Anne is sixteen and lives in a remote village in the Southern Netherlands. A forgotten spot where the seemingly endless fields are dominated by the omnipresent power plant, where electricity cables criss-cross the sky and never stop humming. Anne’s circle comprises her family and ‘friends’ – or rather classmates and kids from the surrounding villages, all adolescents heading for adulthood. On weekdays they cycle to school through the fields into the wind. During the weekends they race along dike roads or go boating in the river, The mood is sultry as hormones churn around their bodies.
Anne is a bit of an outsider and through her eyes we see the young people whose lives are closely linked to hers. It’s a small village and everyone is connected to everyone else.

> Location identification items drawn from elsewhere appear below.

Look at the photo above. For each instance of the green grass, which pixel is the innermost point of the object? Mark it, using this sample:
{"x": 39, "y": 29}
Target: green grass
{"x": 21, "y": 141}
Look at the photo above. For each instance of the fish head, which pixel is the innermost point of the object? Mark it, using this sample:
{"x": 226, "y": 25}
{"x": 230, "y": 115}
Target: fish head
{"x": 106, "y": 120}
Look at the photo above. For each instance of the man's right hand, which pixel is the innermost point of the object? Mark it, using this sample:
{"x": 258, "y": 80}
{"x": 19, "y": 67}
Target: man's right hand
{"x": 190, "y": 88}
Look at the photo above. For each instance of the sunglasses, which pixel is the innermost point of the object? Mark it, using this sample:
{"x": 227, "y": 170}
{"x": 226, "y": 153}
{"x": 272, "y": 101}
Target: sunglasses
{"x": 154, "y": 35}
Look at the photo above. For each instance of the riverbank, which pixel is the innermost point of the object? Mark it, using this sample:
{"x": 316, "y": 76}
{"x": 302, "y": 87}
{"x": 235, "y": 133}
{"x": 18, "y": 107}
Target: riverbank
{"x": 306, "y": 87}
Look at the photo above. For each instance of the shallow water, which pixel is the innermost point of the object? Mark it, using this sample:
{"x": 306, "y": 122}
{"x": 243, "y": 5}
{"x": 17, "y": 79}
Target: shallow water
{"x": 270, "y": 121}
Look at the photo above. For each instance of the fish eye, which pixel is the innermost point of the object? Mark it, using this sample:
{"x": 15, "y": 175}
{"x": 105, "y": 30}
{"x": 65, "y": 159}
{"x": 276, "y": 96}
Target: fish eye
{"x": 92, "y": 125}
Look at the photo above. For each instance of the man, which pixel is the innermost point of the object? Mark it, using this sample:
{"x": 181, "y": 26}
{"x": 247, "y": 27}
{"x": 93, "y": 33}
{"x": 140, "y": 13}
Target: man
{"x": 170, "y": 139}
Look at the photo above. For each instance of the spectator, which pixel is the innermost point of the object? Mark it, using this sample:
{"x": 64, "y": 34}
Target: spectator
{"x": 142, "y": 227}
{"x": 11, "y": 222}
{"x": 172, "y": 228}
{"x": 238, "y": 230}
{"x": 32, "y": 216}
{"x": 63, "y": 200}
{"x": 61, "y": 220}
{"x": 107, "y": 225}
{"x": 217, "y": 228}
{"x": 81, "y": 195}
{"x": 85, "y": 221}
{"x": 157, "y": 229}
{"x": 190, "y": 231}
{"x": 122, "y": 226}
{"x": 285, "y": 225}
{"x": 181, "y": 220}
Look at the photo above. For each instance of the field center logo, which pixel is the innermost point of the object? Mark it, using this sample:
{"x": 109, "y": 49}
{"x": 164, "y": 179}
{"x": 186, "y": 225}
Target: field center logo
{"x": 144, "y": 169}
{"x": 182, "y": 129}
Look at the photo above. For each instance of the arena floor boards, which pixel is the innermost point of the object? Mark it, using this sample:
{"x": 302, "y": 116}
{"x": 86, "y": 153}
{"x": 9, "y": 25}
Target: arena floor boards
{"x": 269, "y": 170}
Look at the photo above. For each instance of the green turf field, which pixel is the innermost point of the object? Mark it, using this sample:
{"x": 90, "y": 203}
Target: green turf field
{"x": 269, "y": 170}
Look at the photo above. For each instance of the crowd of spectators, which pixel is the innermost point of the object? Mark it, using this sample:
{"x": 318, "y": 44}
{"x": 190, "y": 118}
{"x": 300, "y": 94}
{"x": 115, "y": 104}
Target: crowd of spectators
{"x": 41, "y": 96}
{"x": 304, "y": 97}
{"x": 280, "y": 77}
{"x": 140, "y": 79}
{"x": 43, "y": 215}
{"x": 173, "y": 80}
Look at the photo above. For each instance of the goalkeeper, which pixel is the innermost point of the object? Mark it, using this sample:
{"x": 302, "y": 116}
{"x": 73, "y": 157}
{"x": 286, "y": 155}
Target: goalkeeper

During this sweltering summer, Anne starts feeling lonely and detached. That is, until she meets Lena, who is new in town. Lena rides a motorbike and wears leather gear and is obviously different from everyone else. They meet at the fuel station where Anne works in the weekends. Anne quickly develops feelings for Lena, but they are feelings that she cannot fathom. However they are so intense that she can’t turn and walk away from them either. In the local bars and clubs she looks for Lena, just as Lena turns out to be looking for her. Love unfolds in all its tender awkwardness.
Things come to a head one evening when Anne and Lena, having finally found each other, leave the village disco together and head to the meadow. They are followed, mocked and insulted by the disco crowd. However, this only strengthens their love.
By the end of the summer a chain of events causes the group of friends to disintegrate and everyone goes their own way.
“Summer” is a film about growing pains, about young people craving for independence while also needing to fit in.